Connect with us


Google’s Site Quality Algorithm Patent



A Google patent describes a method of classifying sites as low quality by ranking the links. The algorithm patent is called, Classifying Sites as Low Quality Sites.  The patent names specific factors for identifying low quality sites.

It’s worthwhile to learn these factors and consider them. There’s no way to know if they are in use. But the factors themselves can help improve SEO practices, regardless if Google is using the algorithm or not.

An Obscure Link Algorithm

This patent dates from 2012 to 2015. It corresponds to the time that Penguin was first released.

There have only been a few discussions of this algorithm. It has, in my opinion, not been discussed in the detail offered below. As a consequence, it seems that many people may not be aware of it.

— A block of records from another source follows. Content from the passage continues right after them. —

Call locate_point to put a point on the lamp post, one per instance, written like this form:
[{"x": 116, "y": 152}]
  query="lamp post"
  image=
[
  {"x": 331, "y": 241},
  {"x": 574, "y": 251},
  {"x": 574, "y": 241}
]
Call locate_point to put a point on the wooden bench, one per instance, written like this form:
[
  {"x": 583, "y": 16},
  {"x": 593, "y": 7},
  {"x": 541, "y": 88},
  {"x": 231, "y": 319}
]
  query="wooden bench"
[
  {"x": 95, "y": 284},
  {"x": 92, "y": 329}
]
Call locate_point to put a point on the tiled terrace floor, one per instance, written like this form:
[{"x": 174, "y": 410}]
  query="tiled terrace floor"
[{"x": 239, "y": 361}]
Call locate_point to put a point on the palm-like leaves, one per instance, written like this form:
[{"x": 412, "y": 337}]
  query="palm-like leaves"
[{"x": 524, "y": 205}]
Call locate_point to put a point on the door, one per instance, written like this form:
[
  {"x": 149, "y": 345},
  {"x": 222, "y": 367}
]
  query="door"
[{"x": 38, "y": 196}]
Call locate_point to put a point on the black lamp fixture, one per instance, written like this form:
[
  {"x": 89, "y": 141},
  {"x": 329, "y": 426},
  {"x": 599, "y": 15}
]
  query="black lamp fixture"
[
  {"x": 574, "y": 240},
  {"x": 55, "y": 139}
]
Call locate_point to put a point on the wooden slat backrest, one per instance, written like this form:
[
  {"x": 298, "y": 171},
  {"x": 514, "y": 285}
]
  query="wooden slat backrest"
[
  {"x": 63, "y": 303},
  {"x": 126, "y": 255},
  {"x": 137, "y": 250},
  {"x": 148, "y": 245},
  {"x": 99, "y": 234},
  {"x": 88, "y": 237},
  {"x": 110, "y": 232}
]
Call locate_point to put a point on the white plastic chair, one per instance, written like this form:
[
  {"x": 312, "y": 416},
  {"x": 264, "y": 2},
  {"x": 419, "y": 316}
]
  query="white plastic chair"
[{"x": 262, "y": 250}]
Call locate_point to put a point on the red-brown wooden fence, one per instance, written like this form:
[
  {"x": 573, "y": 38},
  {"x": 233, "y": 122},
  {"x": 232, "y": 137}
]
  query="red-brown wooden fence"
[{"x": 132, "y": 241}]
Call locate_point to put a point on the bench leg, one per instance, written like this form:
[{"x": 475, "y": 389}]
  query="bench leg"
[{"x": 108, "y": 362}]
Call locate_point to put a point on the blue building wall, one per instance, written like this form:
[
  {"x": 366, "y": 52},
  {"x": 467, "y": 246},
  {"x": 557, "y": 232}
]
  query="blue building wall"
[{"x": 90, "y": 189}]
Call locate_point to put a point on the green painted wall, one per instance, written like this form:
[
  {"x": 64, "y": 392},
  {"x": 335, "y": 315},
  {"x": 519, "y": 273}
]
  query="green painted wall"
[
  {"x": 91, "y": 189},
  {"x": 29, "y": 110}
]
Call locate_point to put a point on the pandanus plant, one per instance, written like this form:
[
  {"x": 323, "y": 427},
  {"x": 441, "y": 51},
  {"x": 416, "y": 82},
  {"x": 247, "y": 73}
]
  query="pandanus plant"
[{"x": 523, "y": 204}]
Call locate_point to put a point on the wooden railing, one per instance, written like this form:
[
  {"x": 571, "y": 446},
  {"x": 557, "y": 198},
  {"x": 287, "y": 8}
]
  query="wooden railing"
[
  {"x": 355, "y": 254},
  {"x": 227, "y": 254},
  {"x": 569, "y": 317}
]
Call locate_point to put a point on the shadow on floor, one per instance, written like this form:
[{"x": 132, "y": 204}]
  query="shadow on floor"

I believe this is an important algorithm to understand. If any parts of it are in use, then it could impact the SEO process.

Just Because it’s Patented…

What must be noted in any discussions of patents or research papers is that just because it’s patented does not mean it’s in use. I would also like to point out that this patent dates from 2012 to 2015. This corresponds to the time period of the Penguin Algorithm.

There is no evidence that this is a part of the Penguin Algorithm. But it is interesting because it is one of the few link ranking algorithms we know about from Google. Not a site ranking algorithm, a link ranking algorithm. That quality makes this particular algorithm especially interesting.

Although this algorithm may or may not be use, I believe that it is worthwhile to understand what is possible. Knowing what is possible can help you better understand what is not possible or likely. And once you know that you are better able to spot bad SEO information.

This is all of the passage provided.